# Question about a Longboard (with pictures)



## sweet3 (Aug 20, 2017)

Hello I have a question about a V-Grooved Longboard it's designated D4.

D8 is a trim divider if your wondering and the window frames are PVC so they don't get painted.

For this Exterior Finish; are the blue vertical lines painted(outside corners)?

I looked though out the document and this is all I could find on the specs thank you.


----------



## kmp (Jan 30, 2011)

The vertical trim should paint or stain and should have a detail but since an architect drew it there is probably not one for it . There may be one on another page of the plans. Price it for a finish of some kind to make sure you cover yourself and if it is not to be finished you can always deduct it if they ask you to. Call the general and request a r.f.i.


----------



## sweet3 (Aug 20, 2017)

kmp said:


> The vertical trim should paint or stain and should have a detail but since an architect drew it there is probably not one for it . There may be one on another page of the plans. Price it for a finish of some kind to make sure you cover yourself and if it is not to be finished you can always deduct it if they ask you to. Call the general and request a r.f.i.

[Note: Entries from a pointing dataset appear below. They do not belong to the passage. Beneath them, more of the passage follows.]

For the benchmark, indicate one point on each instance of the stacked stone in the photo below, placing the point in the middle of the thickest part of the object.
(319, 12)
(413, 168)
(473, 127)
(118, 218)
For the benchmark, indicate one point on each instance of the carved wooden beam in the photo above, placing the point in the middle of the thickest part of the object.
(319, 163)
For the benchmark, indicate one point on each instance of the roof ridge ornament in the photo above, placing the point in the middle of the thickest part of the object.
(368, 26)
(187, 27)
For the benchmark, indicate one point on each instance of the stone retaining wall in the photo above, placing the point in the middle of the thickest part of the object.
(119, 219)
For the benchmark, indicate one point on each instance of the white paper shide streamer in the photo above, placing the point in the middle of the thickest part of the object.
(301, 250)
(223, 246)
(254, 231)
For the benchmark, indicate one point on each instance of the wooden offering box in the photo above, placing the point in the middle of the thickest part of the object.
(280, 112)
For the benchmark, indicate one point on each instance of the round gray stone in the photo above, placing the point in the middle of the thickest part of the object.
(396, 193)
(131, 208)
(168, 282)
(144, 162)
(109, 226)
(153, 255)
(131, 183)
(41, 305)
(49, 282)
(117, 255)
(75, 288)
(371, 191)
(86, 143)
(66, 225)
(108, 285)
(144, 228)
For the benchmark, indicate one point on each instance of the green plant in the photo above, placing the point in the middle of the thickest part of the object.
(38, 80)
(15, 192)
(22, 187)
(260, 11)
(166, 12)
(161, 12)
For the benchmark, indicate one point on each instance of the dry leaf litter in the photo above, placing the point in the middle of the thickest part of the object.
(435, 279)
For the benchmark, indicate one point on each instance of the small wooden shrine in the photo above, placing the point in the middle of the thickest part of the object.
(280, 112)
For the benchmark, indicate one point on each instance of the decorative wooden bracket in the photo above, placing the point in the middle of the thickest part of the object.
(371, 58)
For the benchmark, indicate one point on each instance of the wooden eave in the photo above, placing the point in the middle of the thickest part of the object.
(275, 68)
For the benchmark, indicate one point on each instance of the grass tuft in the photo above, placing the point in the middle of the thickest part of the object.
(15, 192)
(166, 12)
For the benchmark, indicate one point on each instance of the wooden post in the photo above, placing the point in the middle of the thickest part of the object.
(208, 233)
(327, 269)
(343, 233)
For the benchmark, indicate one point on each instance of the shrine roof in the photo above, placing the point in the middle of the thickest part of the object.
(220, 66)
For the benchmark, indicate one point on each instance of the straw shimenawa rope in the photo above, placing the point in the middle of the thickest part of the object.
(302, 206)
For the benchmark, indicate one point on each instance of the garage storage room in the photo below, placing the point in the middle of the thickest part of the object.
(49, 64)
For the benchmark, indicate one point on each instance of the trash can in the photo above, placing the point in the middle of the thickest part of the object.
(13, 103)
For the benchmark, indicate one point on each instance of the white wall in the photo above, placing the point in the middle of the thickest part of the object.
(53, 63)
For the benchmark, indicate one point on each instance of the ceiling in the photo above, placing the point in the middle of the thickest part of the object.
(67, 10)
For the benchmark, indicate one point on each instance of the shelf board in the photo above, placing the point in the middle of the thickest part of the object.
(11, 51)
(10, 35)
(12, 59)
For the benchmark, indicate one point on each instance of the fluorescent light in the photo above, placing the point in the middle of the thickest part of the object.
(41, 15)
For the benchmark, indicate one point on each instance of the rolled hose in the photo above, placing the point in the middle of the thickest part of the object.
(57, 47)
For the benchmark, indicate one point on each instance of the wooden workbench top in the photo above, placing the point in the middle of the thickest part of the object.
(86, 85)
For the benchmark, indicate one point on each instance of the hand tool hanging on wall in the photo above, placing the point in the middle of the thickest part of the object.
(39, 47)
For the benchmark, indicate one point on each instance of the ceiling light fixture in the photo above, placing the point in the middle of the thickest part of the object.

Thanks for the advice what does r.f.i mean?


----------



## kmp (Jan 30, 2011)

Request for information. Sometimes the general will be able to answer it right away but if not then they will forward it on to the architect and will be answered with other questions from all the trades. It can sometimes take awhile to get an answer. It will come in the form of an addendum.


----------



## sweet3 (Aug 20, 2017)

kmp said:


> Request for information. Sometimes the general will be able to answer it right away but if not then they will forward it on to the architect and will be answered with other questions from all the trades. It can sometimes take awhile to get an answer. It will come in the form of an addendum.


I've added a picture of the Exterior Painting and Finishing Schedule. Maybe this might help in determining if these outside corners need to be painted.

E.I the EXT 6.2 DIMENSION LUMBER section is trims.

I'll keep you guys updated if I'm able to find out if those are outside corners.


----------



## kmp (Jan 30, 2011)

Not really, just tells what to put where and how many coats. you need to find out what the corner material is and then follow the poorly written and vague specs. Yes I am a bit jaded on architects and spec writers. I can tell from the specs that any project that wants that much epoxy at those locations I say adios and move on to other projects.


----------